Inorganic-hydrogen-polymer and hydrogen-polymer compounds and applications thereof
Abstract
Compounds are provided comprising at least one neutral, positive, or negative hydrogen species having a binding energy greater than its corresponding ordinary hydrogen species, or greater than any hydrogen species for which the corresponding ordinary hydrogen species is unstable or is not observed. Compounds comprise at least one increased binding energy hydrogen species and at least one other atom, molecule, or ion other than an increased binding energy hydrogen species. One group of such compounds contains one or more increased binding energy hydrogen species selected from the group consisting of H n , H n − , and H n + where n is a positive integer, with the proviso that n is greater than 1 when H has a positive charge. Another group of such compounds may have the formula [MH m M′X] n wherein m and n are each an integer, M and M′ are each an alkali or alkaline earth cation, X is a singly or doubly negative charged anion, and the hydrogen content H m of the compound comprises at least one increased binding energy hydrogen species.

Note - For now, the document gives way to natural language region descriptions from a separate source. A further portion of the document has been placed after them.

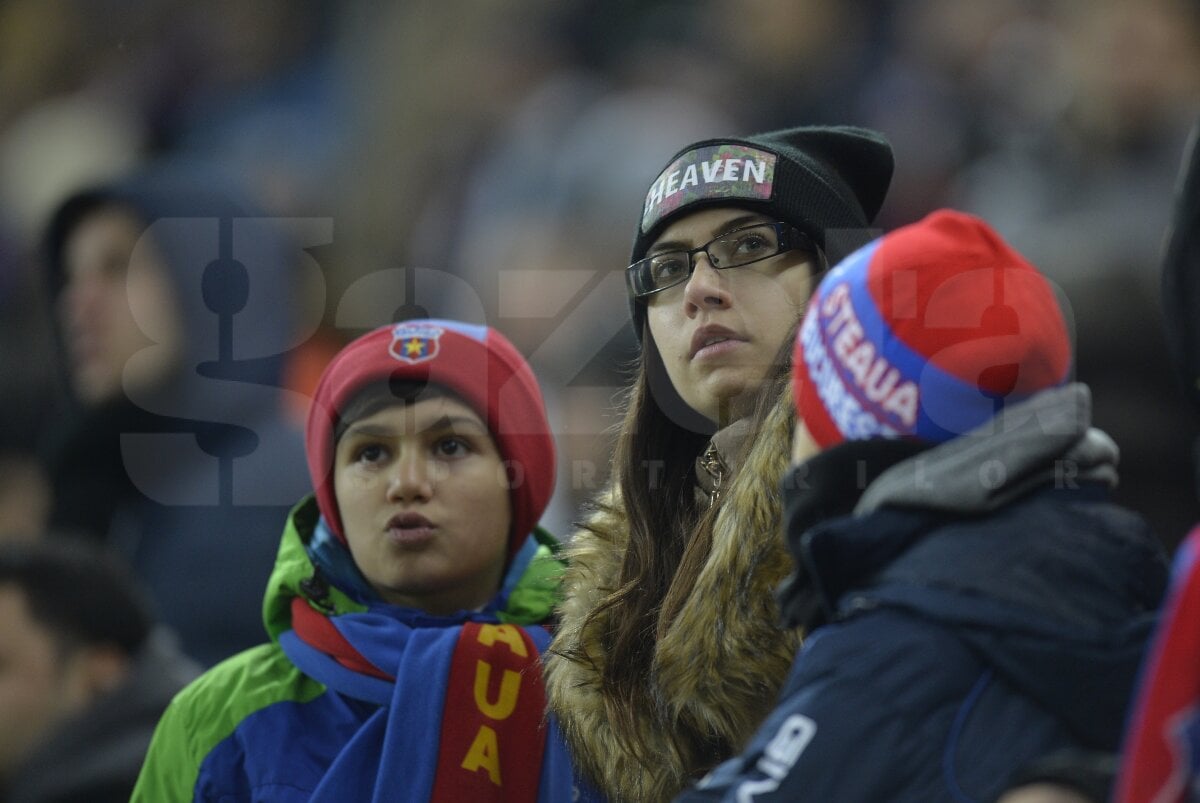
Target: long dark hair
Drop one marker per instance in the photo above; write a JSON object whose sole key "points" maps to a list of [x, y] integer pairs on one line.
{"points": [[670, 535]]}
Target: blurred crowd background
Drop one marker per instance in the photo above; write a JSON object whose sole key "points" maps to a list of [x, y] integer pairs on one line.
{"points": [[486, 160]]}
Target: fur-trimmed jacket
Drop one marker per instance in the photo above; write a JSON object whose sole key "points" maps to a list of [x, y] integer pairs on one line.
{"points": [[718, 669]]}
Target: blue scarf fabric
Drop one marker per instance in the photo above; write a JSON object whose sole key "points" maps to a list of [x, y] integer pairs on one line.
{"points": [[432, 738]]}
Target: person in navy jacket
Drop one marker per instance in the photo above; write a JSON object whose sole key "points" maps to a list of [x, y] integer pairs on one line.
{"points": [[972, 600]]}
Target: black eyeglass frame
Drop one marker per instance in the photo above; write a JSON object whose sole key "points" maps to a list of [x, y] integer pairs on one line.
{"points": [[787, 238]]}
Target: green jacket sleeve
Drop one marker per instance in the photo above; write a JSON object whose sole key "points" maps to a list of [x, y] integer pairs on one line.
{"points": [[172, 763]]}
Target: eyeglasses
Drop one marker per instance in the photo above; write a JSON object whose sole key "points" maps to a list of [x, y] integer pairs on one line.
{"points": [[736, 249]]}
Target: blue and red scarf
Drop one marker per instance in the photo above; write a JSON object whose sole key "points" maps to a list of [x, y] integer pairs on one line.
{"points": [[1162, 750], [461, 697]]}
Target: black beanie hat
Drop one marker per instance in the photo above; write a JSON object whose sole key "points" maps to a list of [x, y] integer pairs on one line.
{"points": [[828, 181]]}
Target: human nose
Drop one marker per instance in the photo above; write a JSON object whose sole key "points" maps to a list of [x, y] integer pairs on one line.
{"points": [[412, 478], [706, 287]]}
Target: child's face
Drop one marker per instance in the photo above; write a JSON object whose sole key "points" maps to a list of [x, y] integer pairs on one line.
{"points": [[424, 498]]}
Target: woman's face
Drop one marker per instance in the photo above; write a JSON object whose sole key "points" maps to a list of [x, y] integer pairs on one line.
{"points": [[424, 499], [719, 331]]}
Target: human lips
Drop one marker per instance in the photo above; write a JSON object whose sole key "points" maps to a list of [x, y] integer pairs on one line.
{"points": [[712, 339], [411, 528]]}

Applications of the compounds include use in batteries, fuel cells, cutting materials, light weight high strength structural materials and synthetic fibers, corrosion resistant coatings, heat resistant coatings, xerographic compounds, proton source, photoluminescent compounds, phosphors for lighting, ultraviolet and visible light source, photoconductors, photovoltaics, chemiluminescent compounds, fluorescent compounds, optical coatings, optical filters, extreme ultraviolet laser media, fiber optic cables, magnets and magnetic computer storage media, superconductors, and etching agents, masking agents, agents to purify silicon, dopants in semiconductor fabrication, cathodes for thermionic generators, fuels, explosives, and propellants. Increased binding energy hydrogen compounds are useful in chemical synthetic processing methods and refining methods. The increased binding energy hydrogen ion has application as the negative ion of the electrolyte of a high voltage electrolytic cell. The selectivity of increased binding energy hydrogen species in forming bonds with specific isotopes provides a means to purify desired isotopes of elements.
Claims
exact text as granted — not AI-modified1 - 101 . (canceled)

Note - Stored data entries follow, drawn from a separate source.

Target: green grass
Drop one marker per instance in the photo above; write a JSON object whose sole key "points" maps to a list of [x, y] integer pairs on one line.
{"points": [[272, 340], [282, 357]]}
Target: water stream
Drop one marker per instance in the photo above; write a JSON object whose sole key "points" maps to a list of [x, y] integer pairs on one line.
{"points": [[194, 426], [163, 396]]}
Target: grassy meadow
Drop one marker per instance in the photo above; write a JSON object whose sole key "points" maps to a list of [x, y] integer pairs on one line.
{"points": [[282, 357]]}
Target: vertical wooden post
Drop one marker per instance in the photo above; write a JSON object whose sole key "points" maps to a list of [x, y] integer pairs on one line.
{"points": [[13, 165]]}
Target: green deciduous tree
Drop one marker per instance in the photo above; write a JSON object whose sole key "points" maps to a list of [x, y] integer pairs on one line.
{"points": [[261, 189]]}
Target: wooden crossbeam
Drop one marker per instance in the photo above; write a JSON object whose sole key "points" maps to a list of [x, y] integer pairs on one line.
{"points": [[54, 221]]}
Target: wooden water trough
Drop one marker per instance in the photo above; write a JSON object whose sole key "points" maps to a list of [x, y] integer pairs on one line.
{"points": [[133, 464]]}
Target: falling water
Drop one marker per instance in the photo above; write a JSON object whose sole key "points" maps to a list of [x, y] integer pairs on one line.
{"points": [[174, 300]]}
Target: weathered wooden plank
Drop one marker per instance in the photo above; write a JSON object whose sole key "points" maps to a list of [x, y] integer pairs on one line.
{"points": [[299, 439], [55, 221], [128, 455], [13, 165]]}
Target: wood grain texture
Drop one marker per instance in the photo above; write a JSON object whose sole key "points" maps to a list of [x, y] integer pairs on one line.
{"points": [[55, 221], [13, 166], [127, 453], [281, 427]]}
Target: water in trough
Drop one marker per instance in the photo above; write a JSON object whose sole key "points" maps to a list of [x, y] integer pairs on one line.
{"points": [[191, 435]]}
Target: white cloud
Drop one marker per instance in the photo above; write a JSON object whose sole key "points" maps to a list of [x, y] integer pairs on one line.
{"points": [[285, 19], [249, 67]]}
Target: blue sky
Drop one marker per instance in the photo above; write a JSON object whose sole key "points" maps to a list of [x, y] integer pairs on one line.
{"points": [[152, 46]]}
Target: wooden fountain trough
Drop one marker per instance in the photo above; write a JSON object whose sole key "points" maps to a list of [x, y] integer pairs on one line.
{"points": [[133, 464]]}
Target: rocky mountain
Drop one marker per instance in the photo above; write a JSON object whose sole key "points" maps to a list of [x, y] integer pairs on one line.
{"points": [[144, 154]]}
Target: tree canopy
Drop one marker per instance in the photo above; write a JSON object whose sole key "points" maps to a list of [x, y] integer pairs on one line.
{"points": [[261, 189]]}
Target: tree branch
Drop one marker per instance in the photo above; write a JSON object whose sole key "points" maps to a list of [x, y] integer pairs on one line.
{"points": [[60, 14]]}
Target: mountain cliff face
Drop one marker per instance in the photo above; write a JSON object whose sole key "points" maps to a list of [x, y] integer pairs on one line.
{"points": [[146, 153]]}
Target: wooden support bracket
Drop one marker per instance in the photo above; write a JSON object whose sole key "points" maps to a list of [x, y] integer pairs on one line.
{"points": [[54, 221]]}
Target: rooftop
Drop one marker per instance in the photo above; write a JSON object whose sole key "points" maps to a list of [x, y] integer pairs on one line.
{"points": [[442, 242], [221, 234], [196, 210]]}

102 . A method of forming the novel compounds of claim 1 comprising the steps of:
providing a gaseous catalyst comprising at least one selected from the group consisting of atoms of Li, Be, K, Ca, Ti, V, Cr, Mn, Fe, Co, Ni, Cu, Zn, As, Se, Kr, Rb, Sr, Nb, Mo, Pd, Sn, Te, Cs, Ce, Pr, Sm, Gd, Dy, Pb, and Pt; providing gaseous hydrogen atoms; reacting said gaseous catalyst with said gaseous hydrogen atoms, thereby forming hydrino from said gaseous hydrogen atoms; reacting said hydrino with at least one selected from the group of a source of electrons, H + , increased binding energy hydrogen species, and other element to form said novel compounds.
103 . A method of claim 102 of forming novel compounds wherein a gaseous catalysts comprises at least one selected from the group consisting of a source of K + , a source of Rb + , and a source of He + .
104 . A method of claim 103 of forming novel compounds wherein the source of K + is potassium metal.
105 . A method of claim 103 of forming novel compounds wherein the source of Rb + is rubidium metal.
106 . A method of claim 102 of forming novel compounds further comprising the step of applying an adjustable electric or magnetic field to control the rate of formation of hydrino.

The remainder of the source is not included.